J’ai trébuché sur une racine et tous mes organes me sont remontés dans le cerveau. Sacha a fait volte-face, aussi agitée que moi.

— On peut savoir ce qu’il raconte encore ? s’est-elle exclamée – évidemment, Théo avait dit tout ça en italien.

— Euh, rien, ai-je fait d’une voix beaucoup trop aiguë, tandis que le coupable ricanait.

— Vous vous foutez de moi ?

— Non !

— Tu devrais lui dire, a renchéri Théo. Que c’est avec elle que t’as envie de flirter.

C’est moi ou il faisait très chaud d’un coup ? Si seulement un mauvais esprit avait pu se manifester, là, tout de suite. N’importe lequel. Même le Chevalier aurait été le bienvenu.

— Ça suffit l’italien ! Si t’as quelque chose à dire, dis-le-moi dans une langue que je comprends !

— Oh, c’est pas moi qui ai quelque chose à te dire…

— BABA YAGA ! ai-je clamé, puis je me suis élancé entre les arbres, les mains en porte-voix. Ohé ! Madame Baba Yaga !

— Il a fondu un plomb… ?

J’ai détalé comme un lapin, bondissant au-dessus des buissons et des talus en appelant l’esprit à tue-tête. Les nécromants, les squelettes ambulants, l’apocalypse : pas de soucis. Mais cette situation… non merci. À quoi jouait Théo ? D’accord, j’aimais bien Sacha, mais je n’avais aucune envie de flirter avec elle ou quoi que ce soit.

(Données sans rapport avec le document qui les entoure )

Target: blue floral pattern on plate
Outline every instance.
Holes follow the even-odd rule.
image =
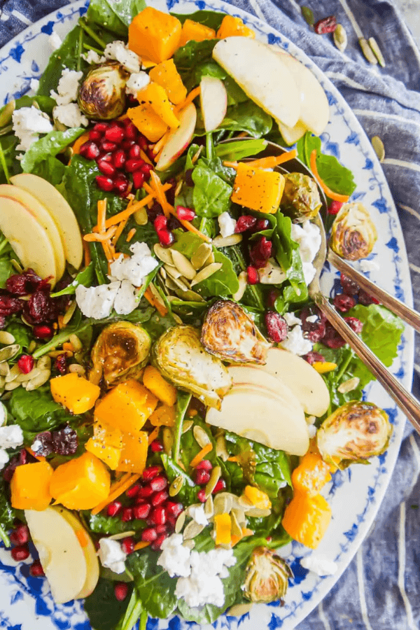
[[[31,79],[38,78],[51,52],[48,38],[52,32],[61,36],[76,24],[87,10],[88,2],[80,0],[47,16],[20,33],[1,51],[0,103],[18,98],[29,90]],[[320,70],[295,44],[268,24],[221,0],[157,0],[158,8],[192,13],[197,9],[214,9],[238,15],[253,28],[257,36],[270,44],[280,46],[296,57],[316,76],[326,90],[330,108],[330,120],[321,136],[323,150],[335,155],[354,173],[358,184],[352,199],[363,200],[370,208],[379,238],[374,253],[381,262],[381,271],[371,272],[374,281],[408,304],[412,301],[408,262],[396,210],[380,164],[358,122],[338,91]],[[379,276],[380,273],[380,276]],[[337,274],[326,271],[323,276],[326,292],[333,286]],[[391,368],[407,387],[411,384],[413,336],[406,332],[398,349],[398,357]],[[354,466],[335,473],[326,490],[332,509],[332,520],[328,535],[317,552],[326,554],[338,566],[335,575],[318,578],[300,566],[300,559],[311,552],[298,542],[281,550],[293,569],[295,577],[283,607],[278,604],[256,605],[241,617],[223,615],[213,624],[215,629],[262,630],[281,628],[292,630],[310,612],[333,586],[344,570],[370,528],[386,490],[398,456],[405,418],[392,400],[376,383],[365,393],[369,400],[386,407],[394,426],[388,451],[374,459],[370,466]],[[56,606],[46,582],[31,578],[27,564],[15,563],[10,553],[0,547],[0,628],[7,630],[89,630],[90,627],[80,601]],[[196,624],[177,617],[171,620],[149,619],[147,630],[195,630]],[[207,626],[210,627],[210,626]]]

Pourquoi tu réagis comme ça, alors ? me suis-je demandé en me regardant galoper comme un idiot.

Parce que… la glace commençait enfin à se briser entre Sacha et moi. Si elle s’imaginait que je m’imaginais des choses, ça allait devenir super bizarre, et pas le genre de bizarre que j’appréciais. Avec tout ça, j’étais à l’ouest. Hasard – ou pas ? – c’est là qu’elle a décidé de se montrer.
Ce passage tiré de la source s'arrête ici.